Protein Design with Dynamic Protein Vocabulary
Nuowei Liu, Jiahao Kuang, Yanting Liu, Tao Ji, Changzhi Sun, Man Lan, Yuanbin Wu
TL;DR
This work tackles the challenge of designing proteins that are both functionally aligned and structurally plausible. It introduces ProDVa, a dynamic vocabulary framework that combines a Text Language Model, a Protein Language Model, and a Fragment Encoder to condition generation on textual descriptions via retrieval of natural protein fragments. The approach achieves competitive function alignment with far less training data while significantly improving foldability, as evidenced by higher pLDDT and lower PAE scores compared to strong baselines. By leveraging InterPro-identified fragments and a retrieval-based description mechanism, ProDVa demonstrates robust design performance across keyword- and text-driven tasks and suggests a promising direction for data-efficient, structure-aware protein design with potential for wet-lab validation. Overall, the method highlights the value of incorporating biologically meaningful fragments into a programmable protein vocabulary to steer de novo design toward realistic folds and intended functions.
Abstract
Protein design is a fundamental challenge in biotechnology, aiming to design novel sequences with specific functions within the vast space of possible proteins. Recent advances in deep generative models have enabled function-based protein design from textual descriptions, yet struggle with structural plausibility. Inspired by classical protein design methods that leverage natural protein structures, we explore whether incorporating fragments from natural proteins can enhance foldability in generative models. Our empirical results show that even random incorporation of fragments improves foldability.
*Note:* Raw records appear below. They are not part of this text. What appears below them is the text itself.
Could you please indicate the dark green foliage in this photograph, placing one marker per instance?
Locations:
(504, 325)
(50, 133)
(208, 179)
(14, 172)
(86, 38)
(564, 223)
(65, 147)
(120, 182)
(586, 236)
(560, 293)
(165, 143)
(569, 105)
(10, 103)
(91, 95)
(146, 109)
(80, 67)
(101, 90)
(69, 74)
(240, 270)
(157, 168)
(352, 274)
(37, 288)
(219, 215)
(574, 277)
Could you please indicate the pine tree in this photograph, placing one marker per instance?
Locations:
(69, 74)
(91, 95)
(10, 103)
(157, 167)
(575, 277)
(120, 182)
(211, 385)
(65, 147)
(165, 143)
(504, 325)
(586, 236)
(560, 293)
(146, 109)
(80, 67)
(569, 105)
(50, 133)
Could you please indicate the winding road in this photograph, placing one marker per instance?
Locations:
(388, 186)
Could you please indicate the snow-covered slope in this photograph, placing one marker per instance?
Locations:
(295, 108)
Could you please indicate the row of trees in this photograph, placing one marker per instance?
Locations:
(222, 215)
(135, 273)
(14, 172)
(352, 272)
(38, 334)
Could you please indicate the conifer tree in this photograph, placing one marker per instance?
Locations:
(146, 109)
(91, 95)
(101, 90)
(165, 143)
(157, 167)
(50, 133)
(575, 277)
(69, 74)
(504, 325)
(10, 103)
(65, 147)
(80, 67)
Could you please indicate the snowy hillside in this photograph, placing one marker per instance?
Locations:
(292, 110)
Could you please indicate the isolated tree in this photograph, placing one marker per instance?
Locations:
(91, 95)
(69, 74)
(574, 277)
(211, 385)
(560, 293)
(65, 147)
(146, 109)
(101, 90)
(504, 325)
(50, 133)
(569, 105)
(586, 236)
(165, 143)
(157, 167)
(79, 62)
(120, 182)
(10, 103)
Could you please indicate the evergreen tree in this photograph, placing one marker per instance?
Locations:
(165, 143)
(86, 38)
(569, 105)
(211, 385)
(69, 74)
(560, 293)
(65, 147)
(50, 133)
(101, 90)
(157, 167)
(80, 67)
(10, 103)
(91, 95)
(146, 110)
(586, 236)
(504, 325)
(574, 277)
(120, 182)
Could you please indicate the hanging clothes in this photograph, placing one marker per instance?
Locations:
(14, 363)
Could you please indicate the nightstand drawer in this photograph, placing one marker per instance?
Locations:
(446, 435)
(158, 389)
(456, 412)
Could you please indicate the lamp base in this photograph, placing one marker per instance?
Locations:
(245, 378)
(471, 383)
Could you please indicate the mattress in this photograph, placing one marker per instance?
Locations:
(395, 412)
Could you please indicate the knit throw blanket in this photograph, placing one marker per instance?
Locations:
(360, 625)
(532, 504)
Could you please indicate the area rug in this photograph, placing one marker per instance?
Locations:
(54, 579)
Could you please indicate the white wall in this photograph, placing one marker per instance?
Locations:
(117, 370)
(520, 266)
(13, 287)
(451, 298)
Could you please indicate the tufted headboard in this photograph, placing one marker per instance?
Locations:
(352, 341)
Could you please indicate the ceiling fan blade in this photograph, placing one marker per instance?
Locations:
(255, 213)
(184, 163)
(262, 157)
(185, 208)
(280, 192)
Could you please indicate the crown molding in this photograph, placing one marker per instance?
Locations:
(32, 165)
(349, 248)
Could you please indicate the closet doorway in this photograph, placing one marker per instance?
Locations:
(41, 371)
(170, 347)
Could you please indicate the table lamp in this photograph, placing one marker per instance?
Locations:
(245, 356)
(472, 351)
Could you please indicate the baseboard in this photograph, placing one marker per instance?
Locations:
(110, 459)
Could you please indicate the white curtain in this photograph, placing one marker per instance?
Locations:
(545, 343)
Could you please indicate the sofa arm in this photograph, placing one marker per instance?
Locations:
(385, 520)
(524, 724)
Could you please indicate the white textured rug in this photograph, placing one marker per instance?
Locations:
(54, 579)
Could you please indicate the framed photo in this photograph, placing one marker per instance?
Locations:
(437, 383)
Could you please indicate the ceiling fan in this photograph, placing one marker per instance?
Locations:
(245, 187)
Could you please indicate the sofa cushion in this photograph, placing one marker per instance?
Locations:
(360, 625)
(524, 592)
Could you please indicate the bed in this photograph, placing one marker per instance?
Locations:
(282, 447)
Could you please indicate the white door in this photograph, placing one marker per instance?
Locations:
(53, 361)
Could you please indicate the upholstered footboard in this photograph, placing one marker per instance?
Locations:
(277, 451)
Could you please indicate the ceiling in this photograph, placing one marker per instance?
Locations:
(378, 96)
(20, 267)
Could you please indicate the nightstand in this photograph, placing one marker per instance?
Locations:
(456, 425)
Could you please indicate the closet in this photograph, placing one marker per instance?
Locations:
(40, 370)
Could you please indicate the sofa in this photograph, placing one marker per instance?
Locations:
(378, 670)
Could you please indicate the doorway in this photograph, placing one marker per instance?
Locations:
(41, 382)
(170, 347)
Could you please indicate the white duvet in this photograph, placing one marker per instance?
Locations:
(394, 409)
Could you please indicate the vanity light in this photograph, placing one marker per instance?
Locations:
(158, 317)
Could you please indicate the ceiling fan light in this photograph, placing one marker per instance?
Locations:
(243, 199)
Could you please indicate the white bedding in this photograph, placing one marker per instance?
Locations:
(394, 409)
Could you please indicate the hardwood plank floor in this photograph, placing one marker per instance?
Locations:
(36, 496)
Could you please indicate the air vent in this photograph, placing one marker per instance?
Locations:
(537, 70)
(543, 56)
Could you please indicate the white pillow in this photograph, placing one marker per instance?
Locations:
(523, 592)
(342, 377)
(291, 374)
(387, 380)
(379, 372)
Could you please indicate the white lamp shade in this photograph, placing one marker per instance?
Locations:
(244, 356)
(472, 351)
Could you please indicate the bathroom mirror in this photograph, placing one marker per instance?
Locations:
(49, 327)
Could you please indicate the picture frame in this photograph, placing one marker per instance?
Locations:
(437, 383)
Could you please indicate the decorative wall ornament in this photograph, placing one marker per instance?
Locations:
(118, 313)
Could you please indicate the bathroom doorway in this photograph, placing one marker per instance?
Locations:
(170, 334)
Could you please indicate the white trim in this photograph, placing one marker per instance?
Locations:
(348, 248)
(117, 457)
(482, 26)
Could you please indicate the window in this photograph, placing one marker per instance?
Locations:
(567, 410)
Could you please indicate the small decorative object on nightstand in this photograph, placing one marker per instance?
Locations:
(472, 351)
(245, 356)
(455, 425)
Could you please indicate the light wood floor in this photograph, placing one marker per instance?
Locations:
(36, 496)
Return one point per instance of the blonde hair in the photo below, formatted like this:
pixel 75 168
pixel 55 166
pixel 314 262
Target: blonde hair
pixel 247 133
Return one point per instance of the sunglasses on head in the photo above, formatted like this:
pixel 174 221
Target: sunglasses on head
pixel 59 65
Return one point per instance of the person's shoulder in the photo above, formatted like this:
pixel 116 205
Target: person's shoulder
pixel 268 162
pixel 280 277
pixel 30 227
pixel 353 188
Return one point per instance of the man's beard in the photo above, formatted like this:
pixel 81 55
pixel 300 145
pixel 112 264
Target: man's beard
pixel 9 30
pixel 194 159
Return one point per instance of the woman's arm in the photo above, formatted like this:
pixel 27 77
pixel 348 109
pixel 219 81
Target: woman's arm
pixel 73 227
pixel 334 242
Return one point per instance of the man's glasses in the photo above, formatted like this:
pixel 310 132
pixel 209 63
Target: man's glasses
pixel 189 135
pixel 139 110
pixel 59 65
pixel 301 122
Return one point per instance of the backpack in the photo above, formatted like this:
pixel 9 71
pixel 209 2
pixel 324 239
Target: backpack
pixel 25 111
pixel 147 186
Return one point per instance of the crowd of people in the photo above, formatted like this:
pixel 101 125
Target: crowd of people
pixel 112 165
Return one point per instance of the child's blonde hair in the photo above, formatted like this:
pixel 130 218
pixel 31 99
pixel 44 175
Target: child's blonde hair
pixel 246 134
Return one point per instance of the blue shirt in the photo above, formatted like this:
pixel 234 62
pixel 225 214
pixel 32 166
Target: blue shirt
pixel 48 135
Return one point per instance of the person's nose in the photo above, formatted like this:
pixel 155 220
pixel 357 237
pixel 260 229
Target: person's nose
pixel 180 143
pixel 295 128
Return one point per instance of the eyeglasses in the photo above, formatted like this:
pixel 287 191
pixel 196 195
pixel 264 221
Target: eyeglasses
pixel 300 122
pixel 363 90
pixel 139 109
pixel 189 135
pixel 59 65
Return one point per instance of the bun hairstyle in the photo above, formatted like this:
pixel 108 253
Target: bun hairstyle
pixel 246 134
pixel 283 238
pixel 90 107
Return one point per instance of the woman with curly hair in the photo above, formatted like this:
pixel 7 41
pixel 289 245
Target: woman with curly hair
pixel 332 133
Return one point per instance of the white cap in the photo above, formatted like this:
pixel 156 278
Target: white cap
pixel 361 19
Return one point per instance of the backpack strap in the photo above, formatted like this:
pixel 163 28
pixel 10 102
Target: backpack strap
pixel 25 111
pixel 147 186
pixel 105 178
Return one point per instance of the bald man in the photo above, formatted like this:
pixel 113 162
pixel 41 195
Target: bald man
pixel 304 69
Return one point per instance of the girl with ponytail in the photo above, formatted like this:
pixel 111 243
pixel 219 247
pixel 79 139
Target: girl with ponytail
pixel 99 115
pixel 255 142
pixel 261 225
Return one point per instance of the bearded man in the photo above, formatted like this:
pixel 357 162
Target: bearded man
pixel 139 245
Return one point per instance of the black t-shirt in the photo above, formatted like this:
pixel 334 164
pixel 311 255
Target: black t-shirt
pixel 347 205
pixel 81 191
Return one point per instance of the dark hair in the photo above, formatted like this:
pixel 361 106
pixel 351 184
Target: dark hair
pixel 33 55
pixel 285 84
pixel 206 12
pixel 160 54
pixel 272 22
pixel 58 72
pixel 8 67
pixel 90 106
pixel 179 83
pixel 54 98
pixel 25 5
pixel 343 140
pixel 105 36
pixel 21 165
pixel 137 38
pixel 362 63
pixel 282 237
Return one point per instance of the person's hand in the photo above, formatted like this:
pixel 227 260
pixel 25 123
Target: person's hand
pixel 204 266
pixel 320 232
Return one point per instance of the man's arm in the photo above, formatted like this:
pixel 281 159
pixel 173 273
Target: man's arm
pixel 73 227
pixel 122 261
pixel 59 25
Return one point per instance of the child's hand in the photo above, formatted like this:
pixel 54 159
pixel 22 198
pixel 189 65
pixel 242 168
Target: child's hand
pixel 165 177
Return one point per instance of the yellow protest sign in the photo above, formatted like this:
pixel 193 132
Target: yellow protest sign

Building on this insight, we introduce ProDVa, a novel protein design approach that integrates a text encoder for functional descriptions, a protein language model for designing proteins, and a fragment encoder to dynamically retrieve protein fragments based on textual functional descriptions. Experimental results demonstrate that our approach effectively designs protein sequences that are both functionally aligned and structurally plausible. Compared to state-of-the-art models, ProDVa achieves comparable function alignment using less than 0.04% of the training data, while designing significantly more well-folded proteins, with the proportion of proteins having pLDDT above 70 increasing by 7.38% and those with PAE below 10 increasing by 9.6%.